Co kryje się pod subtelnym wycofywaniem polityki z bodźców fiskalnych i pobudzenia gospodarczego? Tilton wskazuje, że wzrost akcji kredytowej spowolnił, pojawił się deficyt fiskalny, a ostatnio również zaostrzenie płynności, aby powstrzymać to, co może być postrzegane jako nadmierna spekulacja na rynkach. Drugim wyzwaniem dla przywrócenia wzrostu gospodarczego w Chinach jest odrodzenie się lokalnych skupisk COVID-19. Kraj ten walczy obecnie z jedną z najgorszych epidemii od marca ubiegłego roku. Chińskie władze niedawno nałożyły nowe ograniczenia w poszczególnych regionach, starając się stłumić serię wybuchów epidemii w Pekinie i okolicach. Mimo świetnych - w porównaniu do świata zachodniego - wyników tak jak wiele krajów na świecie Państwo Środka stoi w rozkroku pomiędzy stopniem zaostrzenia reżimu sanitarnego, a zdecydowanym wyjściem z impasu gospodarczego.
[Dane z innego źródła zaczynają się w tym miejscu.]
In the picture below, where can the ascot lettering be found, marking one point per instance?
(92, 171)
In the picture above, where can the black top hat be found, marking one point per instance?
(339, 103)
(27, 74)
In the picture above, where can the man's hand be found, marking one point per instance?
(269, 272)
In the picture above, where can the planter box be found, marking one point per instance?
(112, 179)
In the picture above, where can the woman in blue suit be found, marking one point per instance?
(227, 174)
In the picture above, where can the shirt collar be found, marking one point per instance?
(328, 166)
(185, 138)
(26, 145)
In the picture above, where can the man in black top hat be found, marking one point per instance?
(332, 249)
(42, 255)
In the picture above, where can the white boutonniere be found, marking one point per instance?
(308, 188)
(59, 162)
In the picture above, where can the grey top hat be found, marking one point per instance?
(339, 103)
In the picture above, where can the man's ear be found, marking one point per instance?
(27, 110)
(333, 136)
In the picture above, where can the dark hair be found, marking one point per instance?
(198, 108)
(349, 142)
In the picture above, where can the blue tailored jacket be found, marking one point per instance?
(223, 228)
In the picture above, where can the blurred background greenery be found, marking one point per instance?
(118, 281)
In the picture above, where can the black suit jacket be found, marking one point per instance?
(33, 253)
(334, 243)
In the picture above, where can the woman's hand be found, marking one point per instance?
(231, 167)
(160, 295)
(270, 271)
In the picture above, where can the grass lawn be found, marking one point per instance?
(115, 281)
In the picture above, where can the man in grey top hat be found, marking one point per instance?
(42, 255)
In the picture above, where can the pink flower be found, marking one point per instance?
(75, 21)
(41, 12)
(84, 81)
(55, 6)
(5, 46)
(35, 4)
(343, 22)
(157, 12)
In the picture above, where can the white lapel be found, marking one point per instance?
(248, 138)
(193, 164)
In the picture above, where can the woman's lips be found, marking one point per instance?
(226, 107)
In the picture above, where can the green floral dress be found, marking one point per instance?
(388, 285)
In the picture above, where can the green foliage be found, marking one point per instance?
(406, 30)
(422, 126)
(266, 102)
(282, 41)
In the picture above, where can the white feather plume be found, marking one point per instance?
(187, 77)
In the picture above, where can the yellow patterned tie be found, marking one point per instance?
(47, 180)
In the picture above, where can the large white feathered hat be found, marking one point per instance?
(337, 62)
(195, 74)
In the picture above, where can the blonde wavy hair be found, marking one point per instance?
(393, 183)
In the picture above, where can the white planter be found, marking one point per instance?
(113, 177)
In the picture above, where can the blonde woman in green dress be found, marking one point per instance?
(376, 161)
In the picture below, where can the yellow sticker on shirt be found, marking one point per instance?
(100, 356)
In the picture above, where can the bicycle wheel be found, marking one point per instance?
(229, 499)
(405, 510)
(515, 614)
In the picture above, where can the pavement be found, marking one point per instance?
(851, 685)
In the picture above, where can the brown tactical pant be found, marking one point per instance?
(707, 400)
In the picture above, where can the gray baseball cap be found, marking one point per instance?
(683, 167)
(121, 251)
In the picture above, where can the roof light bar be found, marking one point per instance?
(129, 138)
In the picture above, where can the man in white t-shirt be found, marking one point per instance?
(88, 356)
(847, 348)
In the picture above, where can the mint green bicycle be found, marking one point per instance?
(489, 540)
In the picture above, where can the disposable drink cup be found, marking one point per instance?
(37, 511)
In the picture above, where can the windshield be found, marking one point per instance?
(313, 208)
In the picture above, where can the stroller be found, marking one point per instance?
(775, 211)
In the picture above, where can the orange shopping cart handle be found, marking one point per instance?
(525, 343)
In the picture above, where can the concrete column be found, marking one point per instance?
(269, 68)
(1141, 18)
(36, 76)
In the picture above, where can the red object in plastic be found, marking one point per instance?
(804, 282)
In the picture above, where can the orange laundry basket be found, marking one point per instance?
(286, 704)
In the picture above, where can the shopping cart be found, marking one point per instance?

Ostatecznie analityk Goldman Sachs spodziewa się, że rynki odnajdą się w środku tych dwóch scenariuszy w ciągu najbliższych sześciu, do dziewięciu miesięcy. Jeśli chodzi o wzrost regionalny Tilton jest przekonany o sile ożywienia handlu w Azji, co odzwierciedla szerszy globalny wzrost aktywności przemysłowej. W tym roku sektor gospodarki podlegający wymianie handlowej jest stosunkowo mniej podatny na ograniczenia związane z pandemią, więc sytuacja mimo wszystko w obecnym roku się poprawia, co widać w cenach i wielkościach obrotu. To, co powinno wrócić do normalności, to sektor usług w gospodarce. Przez reżim sanitarny oraz pandemię wywołaną koronawirusem właśnie to on ucierpiał najmocniej i potrzebuje wyraźnego odbicia konsumpcyjnego, by wrócić na dawne tory. Tilton pozostaje jednak optymistyczny sądząc, że Chiny mogą wyglądać gospodarczo już bardzo dobrze, ale wciąż nie tak, jak w 2019 roku.